A single agent working alone is easy. A system where multiple agents coordinate work is where most people get lost. Three patterns solve 90% of cases.
The problem with scaling agents
A single agent with access to all tools and all context collapses quickly. The context window fills up, instructions mix together, and errors propagate uncontrolled. The solution isn’t bigger prompts — it’s smaller, well-coordinated systems.
Pattern 1: Orchestrator + Workers
The orchestrator receives the high-level task, breaks it down, and delegates to specialized workers. Each worker has a limited scope and specific tools.
Orchestrator: "Analyze this PR and write the report"
→ Worker A: reviews code changes (tools: Read, Bash/git)
→ Worker B: verifies tests (tools: Bash/npm test)

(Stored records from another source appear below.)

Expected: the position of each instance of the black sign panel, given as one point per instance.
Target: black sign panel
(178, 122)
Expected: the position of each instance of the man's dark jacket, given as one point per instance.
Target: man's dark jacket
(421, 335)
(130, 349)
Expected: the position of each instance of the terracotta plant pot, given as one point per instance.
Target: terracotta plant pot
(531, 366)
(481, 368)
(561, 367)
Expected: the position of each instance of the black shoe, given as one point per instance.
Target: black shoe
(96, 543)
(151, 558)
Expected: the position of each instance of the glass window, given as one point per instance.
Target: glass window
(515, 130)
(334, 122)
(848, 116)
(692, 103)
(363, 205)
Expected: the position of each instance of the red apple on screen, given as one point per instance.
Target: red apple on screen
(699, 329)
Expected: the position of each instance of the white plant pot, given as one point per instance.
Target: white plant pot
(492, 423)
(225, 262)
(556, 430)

→ Worker C: drafts report (tools: Write)
The orchestrator receives the outputs and assembles them. No worker needs to know what the others are doing.
Pattern 2: Sequential pipeline
For processes where each step depends on the previous one. Data flows from agent to agent, each transforming the previous agent’s output.
This pattern is simple but powerful for ETL processes, content pipelines, or any workflow where order matters. The risk is that an error in one step blocks the entire pipeline — you need to design handoffs with explicit validation.
Pattern 3: Parallel fan-out
When you have independent tasks that can run simultaneously. The orchestrator launches them in parallel and waits for all results before continuing.
The implementation with the Claude API is straightforward: multiple async calls with asyncio.gather() in Python or Promise.all() in JS. Each agent’s context is independent, so there’s no interference risk.
The practical rule
Start with one agent. When you notice the context window filling up or the agent mixing distinct concerns, that’s when to separate. Each split should have a concrete reason — no premature abstractions.